Cash flow risk poses greatest threat to life science firms in Europe

Published: 20-Jul-2009

More than 75% of senior executives at Europe's leading life science companies have identified cash flow as the biggest threat to their long-term success, a study commissioned by Marsh, a leading UK-based insurance broker and risk adviser, has found.


More than 75% of senior executives at Europe's leading life science companies have identified cash flow as the biggest threat to their long-term success, a study commissioned by Marsh, a leading UK-based insurance broker and risk adviser, has found.

Despite being less directly affected by the downturn than other industries, life science companies are not immune to its effects, as supply chains are tightening up and payment terms are being shortened or made less generous, the research reveals.
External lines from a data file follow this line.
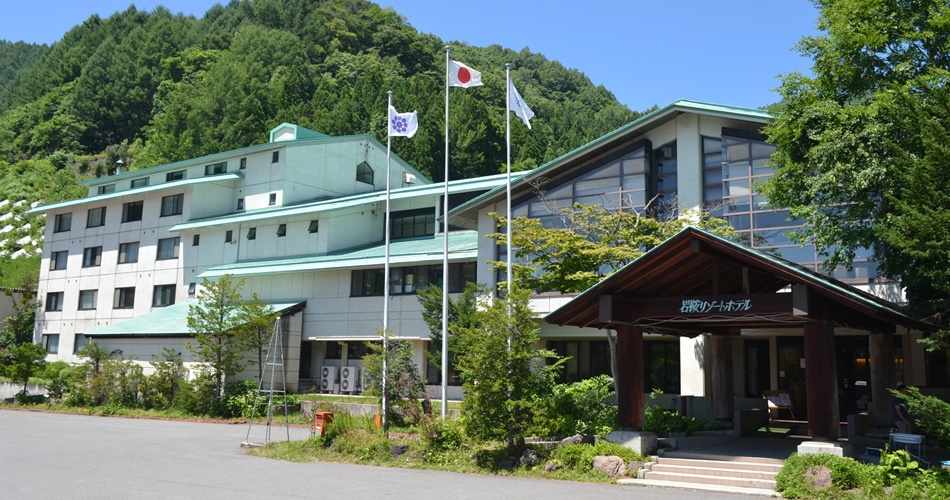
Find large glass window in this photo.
[119,241,139,264]
[112,286,135,309]
[350,262,476,297]
[162,194,185,217]
[82,247,102,267]
[390,208,435,240]
[86,207,106,227]
[122,200,144,222]
[49,250,69,271]
[79,290,99,310]
[152,285,176,307]
[53,212,73,233]
[157,237,180,260]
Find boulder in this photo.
[594,455,624,478]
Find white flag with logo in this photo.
[449,60,482,88]
[389,106,419,137]
[508,80,534,129]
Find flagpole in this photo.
[505,63,512,297]
[442,45,449,420]
[382,90,393,431]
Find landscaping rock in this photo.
[561,434,594,446]
[805,465,831,491]
[594,455,623,478]
[520,450,541,467]
[389,444,409,460]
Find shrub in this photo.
[775,453,876,498]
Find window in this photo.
[112,286,135,309]
[82,247,102,267]
[79,290,99,310]
[350,262,476,297]
[53,212,73,233]
[390,208,435,239]
[122,200,143,222]
[205,161,228,175]
[86,207,106,227]
[73,333,89,354]
[356,161,373,185]
[152,285,175,307]
[46,292,63,311]
[156,236,181,260]
[49,250,69,271]
[119,241,139,264]
[161,194,185,217]
[43,333,59,354]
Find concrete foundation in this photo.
[604,431,656,455]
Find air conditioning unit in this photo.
[320,366,337,392]
[340,366,360,393]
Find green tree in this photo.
[458,288,562,450]
[4,343,46,394]
[762,0,950,346]
[240,293,278,380]
[188,274,246,397]
[363,332,424,426]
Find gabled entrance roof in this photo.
[545,227,934,335]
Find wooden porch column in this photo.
[709,335,735,422]
[616,326,645,431]
[868,333,897,427]
[805,321,841,440]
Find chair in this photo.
[762,391,798,420]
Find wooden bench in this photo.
[762,391,798,420]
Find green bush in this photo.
[554,441,643,472]
[775,453,877,498]
[643,389,706,436]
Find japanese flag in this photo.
[389,106,419,137]
[449,60,482,88]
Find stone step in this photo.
[643,471,775,491]
[649,463,777,482]
[656,456,784,474]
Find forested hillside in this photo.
[0,0,638,285]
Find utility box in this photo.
[312,411,333,437]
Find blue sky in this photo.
[0,0,818,111]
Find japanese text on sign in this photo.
[680,299,752,314]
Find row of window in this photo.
[350,262,476,297]
[49,234,180,271]
[53,193,185,233]
[46,285,178,312]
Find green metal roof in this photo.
[85,300,306,337]
[449,99,772,217]
[79,132,431,186]
[27,172,244,214]
[198,231,478,278]
[169,172,526,231]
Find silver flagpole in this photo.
[505,63,511,297]
[442,45,449,420]
[383,90,393,431]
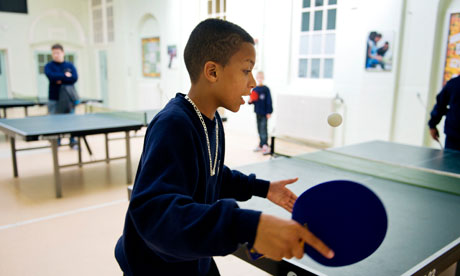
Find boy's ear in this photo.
[204,61,219,83]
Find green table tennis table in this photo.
[0,110,158,197]
[0,98,103,118]
[128,141,460,276]
[234,141,460,276]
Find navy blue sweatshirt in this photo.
[45,61,78,101]
[252,85,273,115]
[115,94,269,276]
[428,76,460,139]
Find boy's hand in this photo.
[430,128,439,141]
[254,214,334,261]
[267,178,299,213]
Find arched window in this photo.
[294,0,337,79]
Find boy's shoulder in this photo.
[152,93,190,125]
[254,84,270,92]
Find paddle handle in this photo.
[247,223,308,261]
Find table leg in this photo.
[6,136,18,177]
[77,136,82,168]
[104,133,110,164]
[125,131,133,184]
[50,139,62,198]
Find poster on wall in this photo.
[364,31,394,72]
[167,45,177,69]
[442,13,460,86]
[142,37,161,77]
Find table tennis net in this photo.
[291,150,460,195]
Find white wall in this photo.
[0,0,460,150]
[0,0,88,96]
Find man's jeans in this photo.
[256,114,268,147]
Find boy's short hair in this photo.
[51,43,64,52]
[184,19,254,83]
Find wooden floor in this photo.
[0,106,314,276]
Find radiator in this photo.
[274,94,337,147]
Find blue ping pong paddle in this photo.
[250,180,388,267]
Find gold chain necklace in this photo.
[185,95,219,176]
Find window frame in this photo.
[290,0,339,85]
[88,0,115,45]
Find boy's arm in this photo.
[128,118,261,261]
[220,165,270,201]
[267,87,273,114]
[428,81,452,129]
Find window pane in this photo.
[302,12,310,32]
[327,9,337,30]
[299,58,308,78]
[311,58,320,79]
[299,35,310,55]
[313,11,323,31]
[311,34,323,55]
[324,58,334,79]
[324,34,335,55]
[107,7,113,17]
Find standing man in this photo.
[249,71,273,155]
[428,76,460,151]
[45,44,78,148]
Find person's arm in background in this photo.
[428,81,451,141]
[265,87,273,119]
[45,63,67,84]
[62,63,78,84]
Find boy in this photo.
[249,71,273,154]
[115,19,333,275]
[428,77,460,151]
[45,44,78,149]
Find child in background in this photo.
[249,71,273,154]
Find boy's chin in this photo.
[224,105,241,112]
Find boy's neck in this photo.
[188,85,218,120]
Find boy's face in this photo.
[51,49,64,62]
[216,42,256,112]
[256,72,264,85]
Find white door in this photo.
[99,51,109,106]
[0,51,8,99]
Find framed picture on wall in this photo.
[167,45,177,69]
[364,30,394,71]
[442,13,460,86]
[142,37,161,77]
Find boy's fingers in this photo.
[302,227,334,259]
[284,177,299,185]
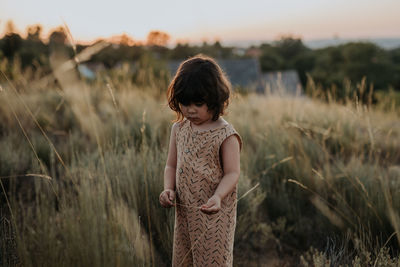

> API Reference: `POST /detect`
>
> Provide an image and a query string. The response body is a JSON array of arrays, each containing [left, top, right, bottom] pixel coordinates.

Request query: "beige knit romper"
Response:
[[172, 120, 241, 267]]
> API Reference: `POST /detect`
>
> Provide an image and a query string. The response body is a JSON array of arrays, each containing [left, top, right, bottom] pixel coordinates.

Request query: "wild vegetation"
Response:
[[0, 45, 400, 266], [0, 21, 400, 266]]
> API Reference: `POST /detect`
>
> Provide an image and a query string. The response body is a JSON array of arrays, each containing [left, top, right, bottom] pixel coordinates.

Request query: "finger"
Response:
[[160, 195, 172, 208], [169, 191, 175, 201]]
Just under half (43%) of respondents were concerned about their customers, with 34% concerned about suppliers. In addition, one-third said they were being more careful in credit-checking their customers and analysing suppliers" financial health (28%).
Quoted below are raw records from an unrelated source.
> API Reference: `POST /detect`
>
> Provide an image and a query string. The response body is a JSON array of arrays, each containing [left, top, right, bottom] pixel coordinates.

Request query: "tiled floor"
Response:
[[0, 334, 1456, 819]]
Although the downturn is perceived to be having little direct effect on the industry, life science companies recognise that they need to re-examine their risk management procedures and are taking steps to improve them.

According to Christopher Bryce, Marsh's chemicals and life sciences practice leader in Europe, the Middle East and Africa, this is prudent as the downturn has increased two of the industry's long-standing risks: supply chain management and business continuity.

"It is no surprise that supply chain risk is judged to be significant by 67% of participants, while business continuity is seen as significant by 53%," he said.

The report also highlights how attitudes towards risk have changed in European life science companies as a result of the downturn: 60% have reviewed their approach to risk, 65% said risk management is now more important at senior levels, and 38% expect their risk management budgets to increase. The top areas earmarked for extra spending are improved business continuity planning and new training and information management systems.

Marsh researchers interviewed senior risk and insurance professionals in 86 life science firms across Europe for the Attitudes to Risk Management in the Life Science Industry and Chemical and Life Sciences Industry Risk Footprint reports.

They identified the 24 most common strategic, operational, regulatory, hazard and financial risks that feature in the risk registers of life science firms in the UK, including inadequate product innovation and development strategies, product over-dependence and market consolidation.

Marsh recommends that companies understand the pressure points in their supply chains and draw up contingency plans. Once plans are drawn up, training is needed to ensure that everyone knows how to put them into practice, and the whole procedure needs to be tested to make sure that it works.